2.2 Debug Scrapy source code in Pycharm
In order to be able to direct the Python
operation of the network reptiles and commissioning works, it is necessary myscrapy
to establish a root directory main.py(文件名可以任意起)
file, and then enter the following code.
from scrapy.cmdline import execute
import os
import sys
sys.path.append(os.path.dirname(os.path.abspath(__file__)))

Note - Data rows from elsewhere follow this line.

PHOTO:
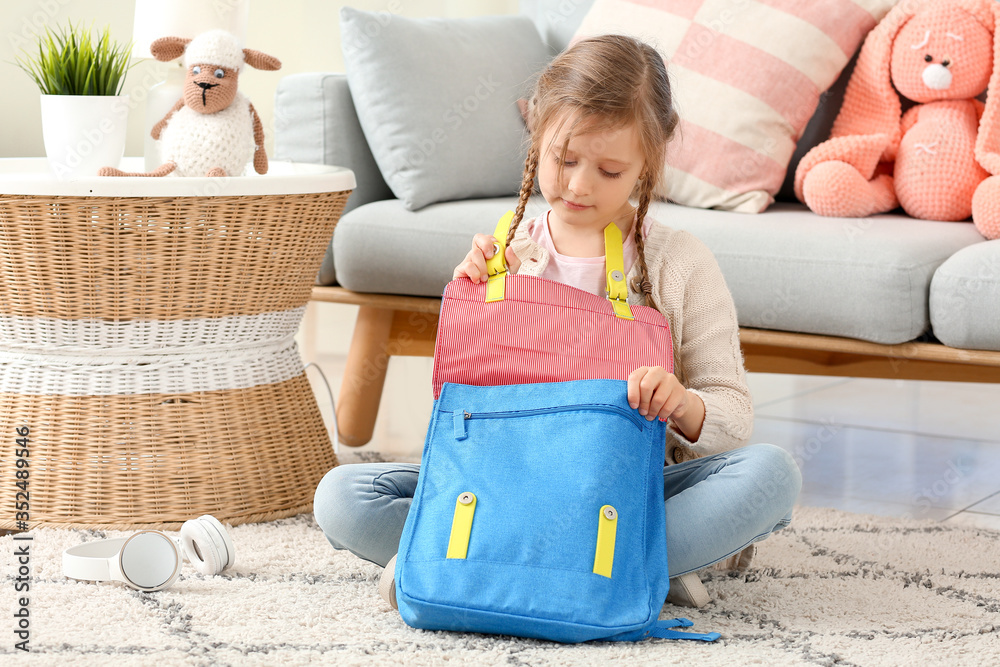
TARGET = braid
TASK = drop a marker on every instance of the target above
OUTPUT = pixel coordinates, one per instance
(645, 195)
(527, 187)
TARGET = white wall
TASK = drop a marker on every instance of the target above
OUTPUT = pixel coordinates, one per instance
(303, 34)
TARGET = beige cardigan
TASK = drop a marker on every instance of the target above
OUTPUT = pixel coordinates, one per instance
(690, 291)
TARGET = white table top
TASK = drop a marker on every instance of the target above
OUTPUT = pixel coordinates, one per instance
(31, 176)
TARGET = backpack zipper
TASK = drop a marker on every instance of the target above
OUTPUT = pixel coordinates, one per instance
(460, 417)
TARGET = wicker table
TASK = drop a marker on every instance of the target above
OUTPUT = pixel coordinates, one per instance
(147, 345)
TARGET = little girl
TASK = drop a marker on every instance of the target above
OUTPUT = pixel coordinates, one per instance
(600, 118)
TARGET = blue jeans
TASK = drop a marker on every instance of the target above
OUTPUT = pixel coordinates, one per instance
(716, 505)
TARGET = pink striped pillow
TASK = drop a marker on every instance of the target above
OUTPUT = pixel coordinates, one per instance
(747, 76)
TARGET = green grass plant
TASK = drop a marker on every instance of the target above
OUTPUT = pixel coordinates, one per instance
(71, 62)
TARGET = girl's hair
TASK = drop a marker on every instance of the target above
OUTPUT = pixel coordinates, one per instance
(610, 81)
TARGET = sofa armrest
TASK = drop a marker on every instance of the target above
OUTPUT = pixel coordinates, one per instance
(315, 122)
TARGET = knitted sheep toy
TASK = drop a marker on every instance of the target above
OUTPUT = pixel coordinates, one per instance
(941, 159)
(213, 130)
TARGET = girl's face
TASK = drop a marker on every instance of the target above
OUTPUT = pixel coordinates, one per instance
(599, 174)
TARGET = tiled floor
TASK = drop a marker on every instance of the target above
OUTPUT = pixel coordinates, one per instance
(918, 449)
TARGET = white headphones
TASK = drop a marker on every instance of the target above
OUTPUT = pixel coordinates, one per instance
(151, 560)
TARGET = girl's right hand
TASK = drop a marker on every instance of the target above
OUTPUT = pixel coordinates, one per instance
(473, 266)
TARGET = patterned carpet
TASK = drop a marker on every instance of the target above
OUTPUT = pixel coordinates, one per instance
(832, 589)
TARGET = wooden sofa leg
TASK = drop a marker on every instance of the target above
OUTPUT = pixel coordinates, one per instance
(364, 376)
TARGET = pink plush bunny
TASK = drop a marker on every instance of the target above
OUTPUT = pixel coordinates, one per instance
(940, 159)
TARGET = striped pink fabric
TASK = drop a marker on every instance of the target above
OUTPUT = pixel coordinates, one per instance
(542, 331)
(747, 78)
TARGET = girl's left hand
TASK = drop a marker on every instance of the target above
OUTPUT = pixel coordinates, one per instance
(658, 393)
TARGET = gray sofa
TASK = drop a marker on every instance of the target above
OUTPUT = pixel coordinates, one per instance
(889, 279)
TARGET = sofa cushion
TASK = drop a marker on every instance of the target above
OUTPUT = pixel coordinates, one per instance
(789, 269)
(437, 100)
(965, 298)
(383, 247)
(746, 78)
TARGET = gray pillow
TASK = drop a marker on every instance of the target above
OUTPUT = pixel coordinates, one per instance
(437, 100)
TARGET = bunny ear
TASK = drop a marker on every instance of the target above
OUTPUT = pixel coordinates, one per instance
(166, 49)
(871, 103)
(988, 140)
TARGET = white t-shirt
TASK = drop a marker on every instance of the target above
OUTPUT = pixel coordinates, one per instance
(586, 273)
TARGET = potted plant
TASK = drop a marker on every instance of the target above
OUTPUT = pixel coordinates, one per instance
(84, 114)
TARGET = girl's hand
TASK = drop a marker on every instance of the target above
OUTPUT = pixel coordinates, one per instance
(474, 265)
(659, 394)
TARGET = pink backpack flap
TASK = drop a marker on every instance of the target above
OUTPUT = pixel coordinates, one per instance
(540, 330)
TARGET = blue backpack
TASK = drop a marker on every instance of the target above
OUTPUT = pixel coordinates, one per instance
(539, 513)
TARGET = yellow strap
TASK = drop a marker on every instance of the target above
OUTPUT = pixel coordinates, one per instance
(614, 264)
(496, 266)
(604, 556)
(461, 525)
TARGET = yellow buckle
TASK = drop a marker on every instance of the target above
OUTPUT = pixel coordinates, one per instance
(614, 264)
(496, 266)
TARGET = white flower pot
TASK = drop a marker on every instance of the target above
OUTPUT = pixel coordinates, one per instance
(83, 133)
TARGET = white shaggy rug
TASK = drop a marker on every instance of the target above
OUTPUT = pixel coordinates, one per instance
(832, 589)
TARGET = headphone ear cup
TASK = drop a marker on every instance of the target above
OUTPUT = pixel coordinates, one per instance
(207, 545)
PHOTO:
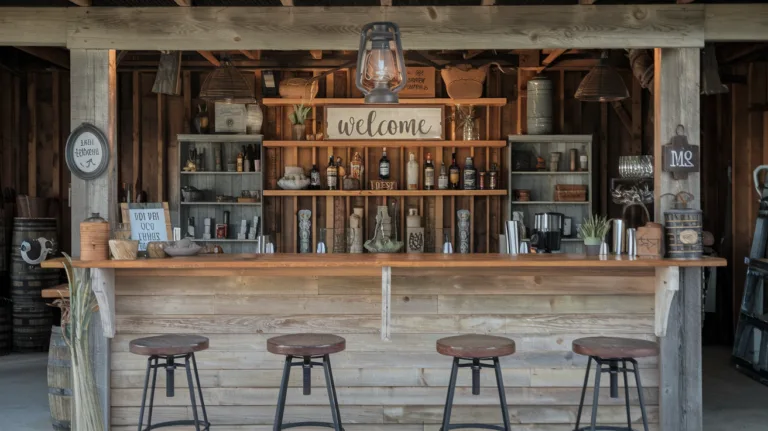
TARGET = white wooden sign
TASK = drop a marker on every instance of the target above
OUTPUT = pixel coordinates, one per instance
(384, 122)
(148, 225)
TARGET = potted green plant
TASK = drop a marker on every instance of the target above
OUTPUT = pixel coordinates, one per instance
(298, 117)
(593, 231)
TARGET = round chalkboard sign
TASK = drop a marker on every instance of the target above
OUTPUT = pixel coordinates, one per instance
(87, 152)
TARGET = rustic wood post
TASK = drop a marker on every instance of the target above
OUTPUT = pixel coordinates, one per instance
(676, 102)
(93, 79)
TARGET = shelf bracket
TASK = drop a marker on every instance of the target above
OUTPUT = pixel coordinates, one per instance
(386, 300)
(667, 284)
(103, 285)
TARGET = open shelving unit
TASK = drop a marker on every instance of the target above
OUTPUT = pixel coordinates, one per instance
(542, 183)
(331, 209)
(214, 183)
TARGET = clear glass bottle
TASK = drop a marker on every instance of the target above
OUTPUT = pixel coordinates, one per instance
(412, 173)
(442, 180)
(332, 174)
(429, 173)
(384, 165)
(314, 178)
(470, 175)
(454, 171)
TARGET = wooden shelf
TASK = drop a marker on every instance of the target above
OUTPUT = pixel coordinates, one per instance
(223, 203)
(548, 203)
(219, 173)
(355, 101)
(551, 173)
(385, 193)
(220, 138)
(384, 143)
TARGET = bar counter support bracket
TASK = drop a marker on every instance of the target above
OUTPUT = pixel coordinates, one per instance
(667, 284)
(103, 285)
(386, 300)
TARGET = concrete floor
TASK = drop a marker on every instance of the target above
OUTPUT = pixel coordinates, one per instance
(732, 401)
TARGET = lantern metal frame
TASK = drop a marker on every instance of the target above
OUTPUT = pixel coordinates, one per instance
(380, 34)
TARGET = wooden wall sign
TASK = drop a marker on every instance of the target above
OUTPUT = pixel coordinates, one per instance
(87, 152)
(420, 84)
(382, 122)
(679, 157)
(149, 222)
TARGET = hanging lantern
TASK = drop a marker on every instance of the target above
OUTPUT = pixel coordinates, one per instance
(380, 64)
(602, 84)
(226, 85)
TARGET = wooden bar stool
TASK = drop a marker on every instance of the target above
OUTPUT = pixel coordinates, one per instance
(477, 350)
(305, 348)
(171, 348)
(607, 352)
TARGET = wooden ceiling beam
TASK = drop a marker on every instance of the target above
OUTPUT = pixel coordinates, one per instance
(208, 55)
(57, 56)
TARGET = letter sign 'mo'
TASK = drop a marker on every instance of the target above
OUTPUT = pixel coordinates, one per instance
(679, 157)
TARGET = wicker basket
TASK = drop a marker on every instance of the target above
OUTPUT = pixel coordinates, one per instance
(298, 88)
(570, 193)
(463, 83)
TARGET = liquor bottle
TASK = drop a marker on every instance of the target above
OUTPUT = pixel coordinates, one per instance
(412, 177)
(470, 175)
(429, 173)
(384, 166)
(314, 178)
(442, 180)
(455, 174)
(332, 174)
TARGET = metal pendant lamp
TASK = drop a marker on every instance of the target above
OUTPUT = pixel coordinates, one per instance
(602, 84)
(226, 85)
(380, 65)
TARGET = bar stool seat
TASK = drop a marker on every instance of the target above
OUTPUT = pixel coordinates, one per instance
(475, 346)
(613, 347)
(307, 349)
(170, 344)
(608, 353)
(306, 344)
(478, 351)
(171, 349)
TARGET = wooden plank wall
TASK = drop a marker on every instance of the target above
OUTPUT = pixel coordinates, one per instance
(34, 126)
(383, 386)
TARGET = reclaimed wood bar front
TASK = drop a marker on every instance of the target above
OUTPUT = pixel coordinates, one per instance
(543, 302)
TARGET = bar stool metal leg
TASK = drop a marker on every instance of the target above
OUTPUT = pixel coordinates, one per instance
(335, 414)
(596, 395)
(583, 393)
(626, 395)
(640, 394)
(282, 395)
(199, 389)
(192, 392)
(502, 395)
(449, 397)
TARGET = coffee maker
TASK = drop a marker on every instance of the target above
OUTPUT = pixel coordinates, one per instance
(547, 232)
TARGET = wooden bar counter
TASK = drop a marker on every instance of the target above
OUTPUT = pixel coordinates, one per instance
(391, 309)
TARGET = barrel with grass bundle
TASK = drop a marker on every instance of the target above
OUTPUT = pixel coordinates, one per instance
(32, 317)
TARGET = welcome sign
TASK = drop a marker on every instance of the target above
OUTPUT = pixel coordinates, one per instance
(380, 122)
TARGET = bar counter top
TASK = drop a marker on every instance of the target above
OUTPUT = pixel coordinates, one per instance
(436, 260)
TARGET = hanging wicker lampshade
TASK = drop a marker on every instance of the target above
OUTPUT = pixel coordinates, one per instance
(226, 85)
(602, 84)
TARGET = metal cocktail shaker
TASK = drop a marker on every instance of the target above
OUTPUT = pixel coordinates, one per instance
(618, 231)
(512, 235)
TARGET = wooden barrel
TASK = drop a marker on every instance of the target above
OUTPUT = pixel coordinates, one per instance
(5, 327)
(683, 231)
(32, 317)
(59, 381)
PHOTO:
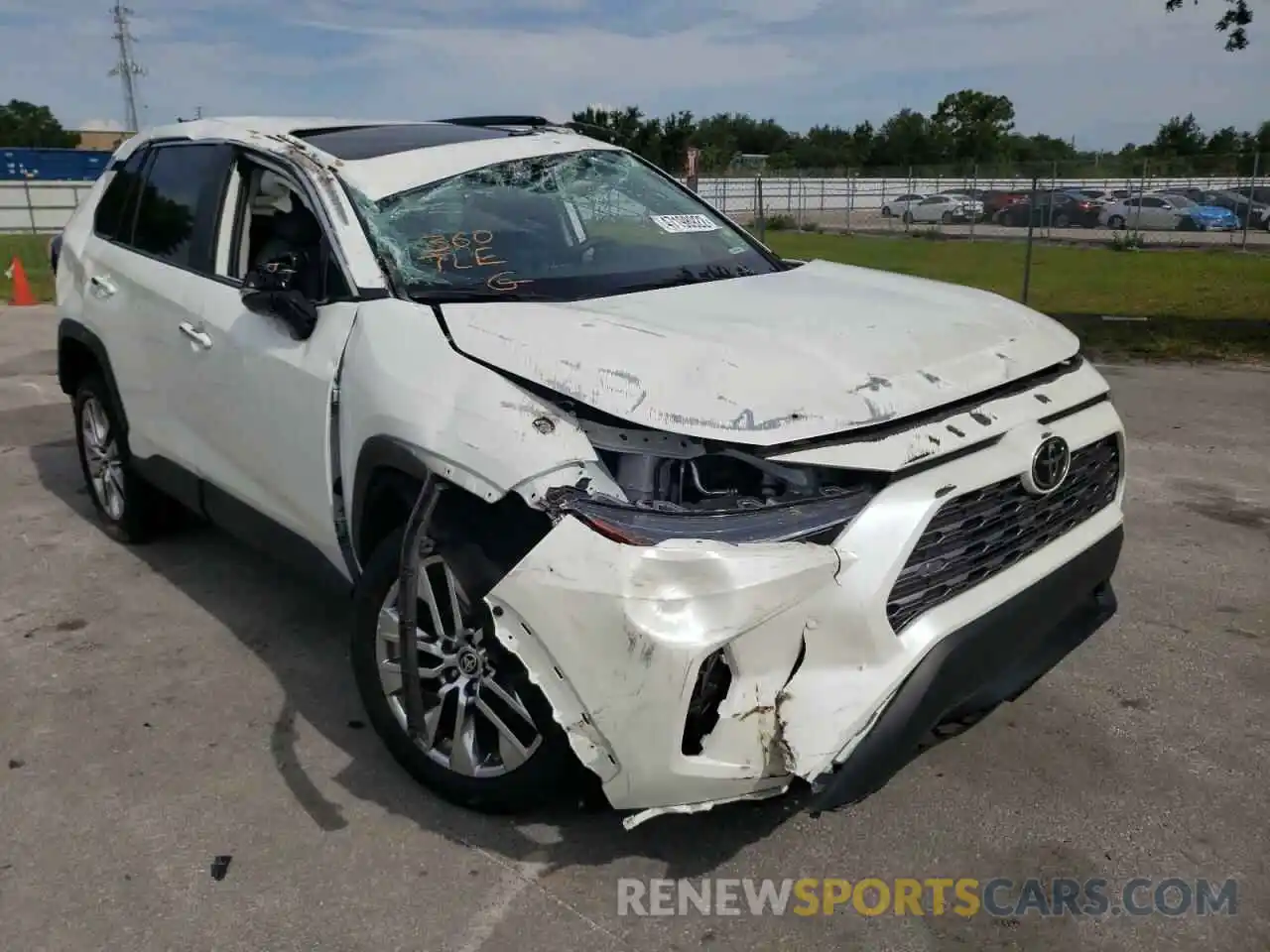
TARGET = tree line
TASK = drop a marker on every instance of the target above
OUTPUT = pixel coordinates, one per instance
(968, 132)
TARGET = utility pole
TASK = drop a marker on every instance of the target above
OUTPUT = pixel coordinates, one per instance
(127, 67)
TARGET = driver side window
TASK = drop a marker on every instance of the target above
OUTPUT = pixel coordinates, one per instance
(268, 218)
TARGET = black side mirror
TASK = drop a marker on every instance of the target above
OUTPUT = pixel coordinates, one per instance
(271, 291)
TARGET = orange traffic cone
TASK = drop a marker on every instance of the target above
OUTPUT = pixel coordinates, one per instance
(22, 296)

# 如果要运行其他的网络爬虫,只需修改上面代码中字符串里面的命令即可
execute(["scrapy", "crawl", "first_spider"])
Now execute main.py
the script file, in PyCharm
the Run
information shown in FIG inputs, it can also be seen from the log information outputted hello world
.
2.3 Use extension tools to run Scrapy tools in Pycharm
In 2.2
the preparation of a main.py
file for running Scrapy
the program. In fact, the essence is the execution scrapy
command to run Scrapy
the program. But each create a Scrapy
project, we must write a main.py
file into the Pycharm
project for running the Scrapy
program appeared to be very troublesome, in order to Pycharm
more easily run the Scrapy
program, you can use the Pycharm
extension tool through scrapy
the command to run Scrapy
the program.
PyCharm
Extended tool allows Pycharm
the command to execute external commands by clicking. First click Pycharm
the File
⇒ Settings
command to open the Settings
dialog box.
Click the Tools ⇒ External Tools node on the left, and a list of extended tools will be displayed on the right, as shown in the figure below:
After you click shown below will pop up Create Tool
dialog box.
In the Create Tool
dialog box, usually you need to fill in the following contents:
Name
: The name of the extension tool, in this caserunscrapy
, it can also be any other name.Description
: The description of the extended tool can be filled in at will, which is equivalent to the comment of the program.Program
: Program to be executed, this case isC:\Users\AmoXiang\Envs\spider\Scripts\scrapy.exe
, pointing toscrapy
command absolute path. The reader should be changed on your machinescrapy
file pathArguments
: The command line parameters passed to the program to be executed. This embodiment iscrawl $FileNameWithoutExtension$
, where$FileNameWithoutExtension$
isPyCharm
the environment variable that represents the current selected file name (excluding extension), as the current file namefirst_spider.py
, after the file is selected,$FileNameWithoutExtension$
the value isfirst_spider
.Working directory
: Working directory, in this case$FileDir$/../..
. Which$FileDir$
represents the directory where the file currently selected. Since theScrapy
project all the reptiles code inspiders
the directory, you need to select thespiders
crawler script file (.py files) directory, use the extension to run crawler tool. With respect toscrapy
the generatedScrapy
project, thespiders
project
catalog located innermost layer, it is usually set up two counter-working directory. Therefore,Working directory
the value may be$FileDir$/..
or$FileDir$
.
After adding an extension tool, select spiders
a reptile files in the directory, such as first_spider.py
, and then click External Tools ⇒ runscrapy command in the context menu run first_spider.py
, and will output the same information above the console.